Investors were relieved to see that Hurricane Irene, downgraded to tropical storm status, caused less damage than feared in New York City over the weekend. Wall Street will be open Monday, although with the New York subway system and commuter rail service halted, volumes were expected to be thin.

The euro zone's blue chip Euro STOXX 50 <.STOXX50E> index was up 1.5 percent early, tracking Friday's rally on Wall Street and as investors brushed aside a call on Saturday by the new head of the International Monetary Fund on global policymakers to pursue urgent action to prevent another recession, including forcing European banks to bulk up their capital.

Christine Lagarde called for a mandatory substantial recapitalization, through private channels if possible, but otherwise through some form of public, Europe-wide funding, such as the European Financial Stability Facility.

Greek bank shares jumped Monday after sources said EFG Eurobank and Alpha Bank will unveil a merger deal that include share swaps and a capital boost from Qatar.

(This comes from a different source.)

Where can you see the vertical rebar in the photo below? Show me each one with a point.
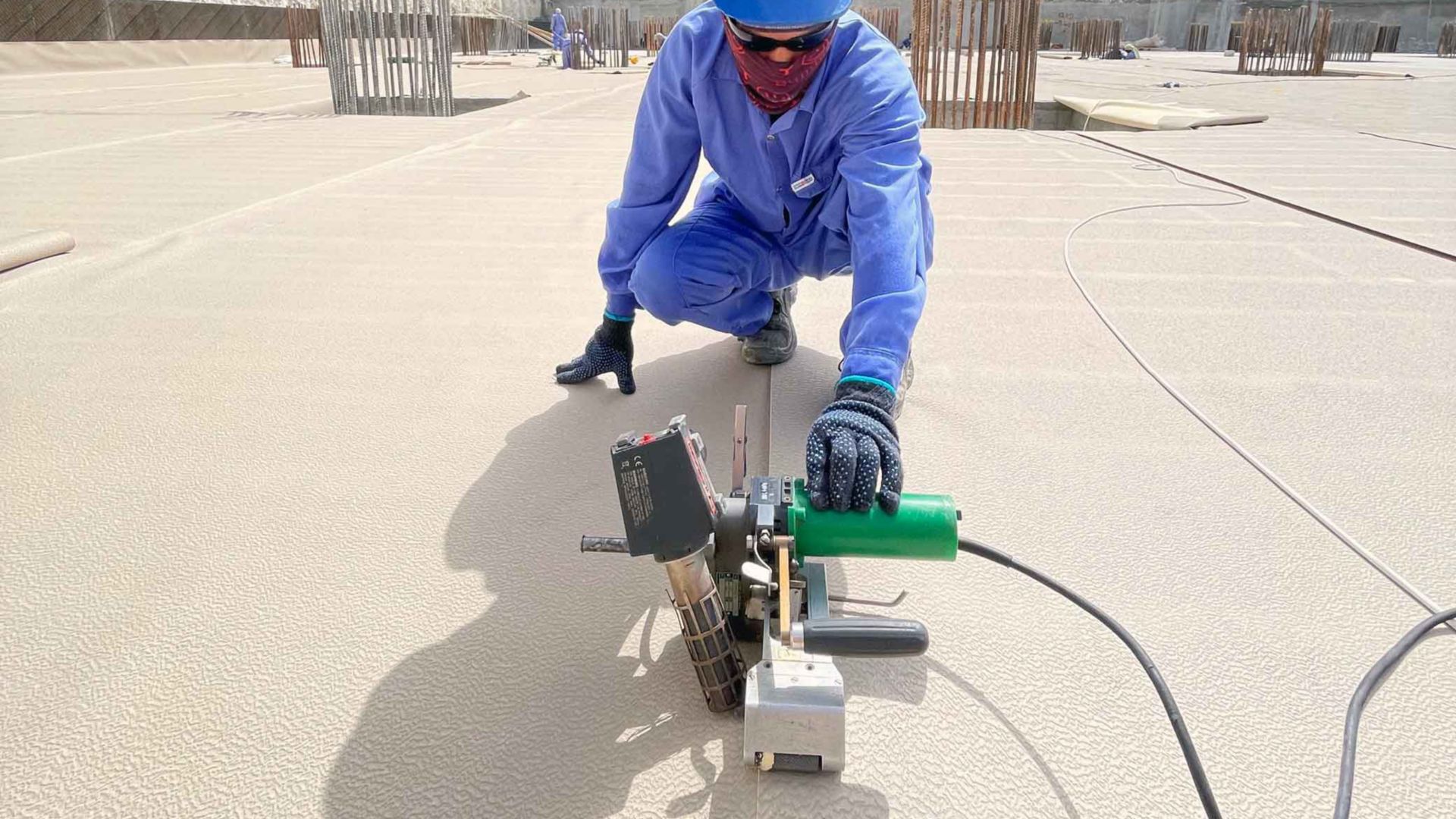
(982, 80)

On the macro side, investors awaited monthly personal income and consumption data, the Chicago Fed Midwest Manufacturing Index as well as pending home sales.

The dollar fell against a basket of major currencies on Monday, with traders speculating the Federal Reserve may offer more stimulus next month in the face of an uncertain growth outlook.

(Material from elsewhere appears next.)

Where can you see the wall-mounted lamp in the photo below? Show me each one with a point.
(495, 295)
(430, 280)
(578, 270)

On Friday, Wall Street posted its first weekly gain in more than a month as Fed Chairman Ben Bernanke raised hopes for more stimulus for the economy at the U.S. central bank's September meeting.

Initially stocks fell after Bernanke stopped short of describing detailed plans to strengthen the ailing economy. But the market turned higher, led by technology shares, as investors concluded the Fed was leaving the door open for action even though many traders believe it has limited power to pull the economy out of a rut.

The Dow Jones industrial average <.DJI> ended up 134.72 points, or 1.21 percent, at 11,284.54. The Standard & Poor's 500 Index <.SPX> was up 17.53 points, or 1.51 percent, at 1,176.80. The Nasdaq Composite Index <.IXIC> was up 60.22 points, or 2.49 percent, at 2,479.85. For the week, the Dow rose 4.3 percent, the S&P gained 4.7 percent and the Nasdaq rose 5.9 percent.